Often called “Kheri”, Peshawari chappals make up a small scale business that provide a living to many shoemakers who spend their days busy in making, stitching and fitting the shoes.
Sitting in his shop Peshawari Chappal Wala, Rahman Habib was busy stitching a Peshawari chappal, something he has been doing for the past 30 years.
What is an actual Peshawari chappal like?
Habib says, “The one that I am making right now is a real Peshawari chappal. It is made in pure leather. Some rubber material is also used. I think most Peshawari chappals are more or less the same, but the designs are different.” According to Hussain Agha of New Khyber Chappal, “Only Kohati Chappal comes close to the Peshawari chappal. But they are two different things.”

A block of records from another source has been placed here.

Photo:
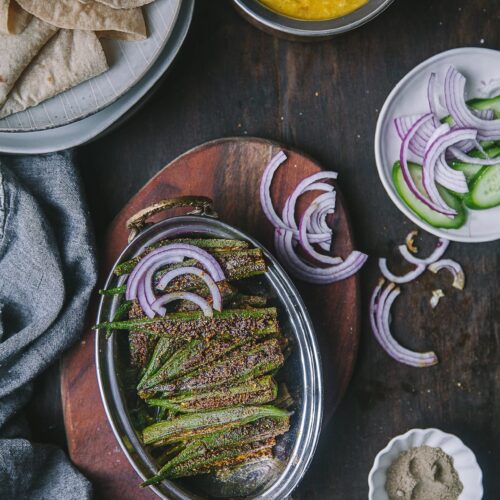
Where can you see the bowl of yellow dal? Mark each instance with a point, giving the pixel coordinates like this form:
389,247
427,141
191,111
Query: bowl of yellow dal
313,19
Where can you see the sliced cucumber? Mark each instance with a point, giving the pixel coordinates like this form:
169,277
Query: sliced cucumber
492,103
434,218
471,170
485,190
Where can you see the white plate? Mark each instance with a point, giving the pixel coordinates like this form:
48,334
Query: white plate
128,63
79,132
464,461
480,66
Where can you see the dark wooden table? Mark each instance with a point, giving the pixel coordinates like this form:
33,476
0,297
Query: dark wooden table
324,98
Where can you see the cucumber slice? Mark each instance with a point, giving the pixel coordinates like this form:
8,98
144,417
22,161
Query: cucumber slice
430,216
485,190
469,169
492,103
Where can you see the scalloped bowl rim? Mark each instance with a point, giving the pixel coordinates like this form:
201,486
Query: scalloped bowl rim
477,482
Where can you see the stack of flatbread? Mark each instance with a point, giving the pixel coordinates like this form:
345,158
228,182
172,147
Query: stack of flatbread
49,46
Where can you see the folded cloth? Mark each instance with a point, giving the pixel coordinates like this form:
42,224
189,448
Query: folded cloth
47,272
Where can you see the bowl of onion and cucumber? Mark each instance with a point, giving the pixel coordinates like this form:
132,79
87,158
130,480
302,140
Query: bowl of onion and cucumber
437,145
208,364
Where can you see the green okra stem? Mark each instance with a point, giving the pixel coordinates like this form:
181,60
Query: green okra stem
117,290
213,245
120,313
197,424
255,391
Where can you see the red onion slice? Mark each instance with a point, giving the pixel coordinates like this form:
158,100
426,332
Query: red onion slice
212,286
324,200
441,140
438,252
158,304
454,267
454,93
460,155
302,187
418,143
311,274
406,278
142,267
450,178
380,306
267,204
403,156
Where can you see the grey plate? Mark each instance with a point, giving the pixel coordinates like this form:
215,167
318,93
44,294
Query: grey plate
82,131
301,373
128,63
270,20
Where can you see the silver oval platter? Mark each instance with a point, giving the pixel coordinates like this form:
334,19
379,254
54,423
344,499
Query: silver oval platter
301,373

Habib has three workers at his shop. “One worker makes four pairs in a day at my shop. So in a single day, as many as 12 chappals are made.”
According to Muhammad Javed, who runs Khyber Chappal Maker, “The sales of these chappals pick up around Eid. All that I have stored up in my shop will be sold off.”
Agha, however, points out a decline in the sales, “Last Eid, I was able to sell 1500 pairs of these chappals but this Eid only about 600 to 800 pairs were sold.”
What’s trickling the market go down?
“These chappals that I make would go to as far as Miranshah but the current political situation has gravely affected our country and now the business is operated locally, for Karachi based clients only,” says Agha. Pointing out another reason for the decline, he adds, “Since the China chappal (referring to cheaper open flats) have stormed in our local market, people wear those and let go of Peshawari chappals altogether. Compared to the China chappal, Peshawari chappals are far more expensive.”
How old is the history of Peshawari chappal?
“At least a hundred years old. These chappals, initially were made in the city of Peshawar,” says Mehroze Khan, who sits at his friend’s shop.
Javed explains the manufacturing process of Peshawari chappals, “First it is leather cutting, then the sole-making process. Stitching is done by needle or the machine. Finally the fitting of the chappal takes place.” The chappals are mostly handmade.”
Price varies starting from Rs 300 to Rs 800. “It (price) depends on the leather material used in its making that defines the true cost of production,” says Habib.
Habiba and Agha both agree that it’s mostly black colour that men prefer in Peshawari chappal.
Published in The Express Tribune, October 21st, 2010.